While I would agree with Mr. Ambler's assertion that overly-long up-front analysis and development cycles are not efficient, I'd say that that is a fairly well-recognized truth in the industry. The days of high-cost "waterfall" projects for both App Dev and database development are long gone. That was one end of the extreme of the constantly swinging pendulum of buzzwords and methodologies, with Agile being an extreme at the other end. The answer to too much up-front analysis not no analysis at all, but the proper level analysis to be efficient. Where Agile goes wrong is with statements like "a logical model is just busy work". At the crux of the problem of poor data quality that the TDWI report refers to is often lack of understanding of the data (i.e. a well-defined logical model). For example, if developers are using different definitions and/or calculations for "total revenue", there will be discrepancies in reports and applications. It's the work done in analyzing these data definitions that leads to efficiency in the long-term (i.e. building it right, rather than building it again).

What a load of 

By JohnA
Posted Tuesday 10th July 2007 23:08 GMT

bollix!

In an ideal world... 

By paul pareti
Posted Wednesday 11th July 2007 14:22 GMT

... every database would be designed right before it's deployed, same as every home you move into should fit your needs perfectly before you drag your mattress across the threshold.

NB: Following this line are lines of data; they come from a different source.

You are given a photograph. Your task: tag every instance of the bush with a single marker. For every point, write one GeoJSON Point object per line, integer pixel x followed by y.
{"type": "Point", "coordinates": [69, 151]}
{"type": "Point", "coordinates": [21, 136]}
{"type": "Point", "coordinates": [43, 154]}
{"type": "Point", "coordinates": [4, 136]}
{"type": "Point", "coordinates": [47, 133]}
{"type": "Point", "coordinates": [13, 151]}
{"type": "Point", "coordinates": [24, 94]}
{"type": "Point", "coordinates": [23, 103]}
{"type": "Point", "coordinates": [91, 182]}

But humans are quicksilver. We're a fortunate kind of animal that can change its mind when the situation changes. Stands to reason that when someone (or more typically, some new organization) takes over the running of a bunch of databases, the design of them will seldom be perfectly tuned to the needs of the new arrivals.

Whether you call it agile, extreme, pragmatic or simply living in the real world, it's plain useful to be able simply, accurately and reliably to refactor a database. It means you can thereby renew or extend its service lifespan rather than start all over from scratch. It means saving money on unnecessary greenfield development projects every time the team-lead changes. It also means saving a lot of time and focusing on what matters.

And you have to say it's also the way things are moving in the industry. Microsoft have dipped a toe in the water with a simple object rename refactoring in their team suite (http://msdn2.microsoft.com/en-gb/teamsystem/default.aspx). And Red Gate have gone further with a dedicated database refactoring tool SQL Refactor (http://www.red-gate.com/products/SQL_Refactor) at a price that makes refactoring even more sensible.

Personally I think the pragmatic approach to evolutionary database design is really welcome. It's a return to the commonsense attitude of the generation (now in their 80s) who said "If it's broke, let's fix it." Unfortunately it was the boomer generation who swapped this wisdom for, "If it's broke, let's replace it."